Nous avons déjà relevé l'excellent travail réalisé par l'hôpital en 2019; n'oublions pas que si nous avons réussi à gérer la situation, à éviter une véritable catastrophe en 2020, c'est aussi grâce à tout le travail préparatoire effectué l'année précédente. Le groupe MCG réitère ses félicitations aux HUG, à la direction, au personnel soignant, aux employés les plus humbles comme les nettoyeurs, tous ceux dont on parle en général moins.

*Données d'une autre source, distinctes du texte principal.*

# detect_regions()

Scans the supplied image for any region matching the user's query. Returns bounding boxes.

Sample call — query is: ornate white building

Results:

Pour nous, pour les Genevois, le personnel soignant forme un outil remarquable, un outil dont on ne peut certes pas s'épargner l'examen critique et la remise en question, c'est évident, mais qui ne doit pas non plus devenir l'arbre qui cache la forêt et qui nous empêche de voir la chance exceptionnelle que nous avons de bénéficier d'une institution comme les HUG à Genève. Nous voterons ce rapport de gestion avec enthousiasme.
Le président. Je vous remercie. Nous passons au vote.
Mis aux voix, le projet de loi 12672 est adopté en premier débat par 63 oui contre 9 non.
L'article unique du projet de loi 12672 est adopté en deuxième débat.
Mise aux voix, la loi 12672 est adoptée en troisième débat dans son ensemble par 63 oui contre 7 non et 1 abstention.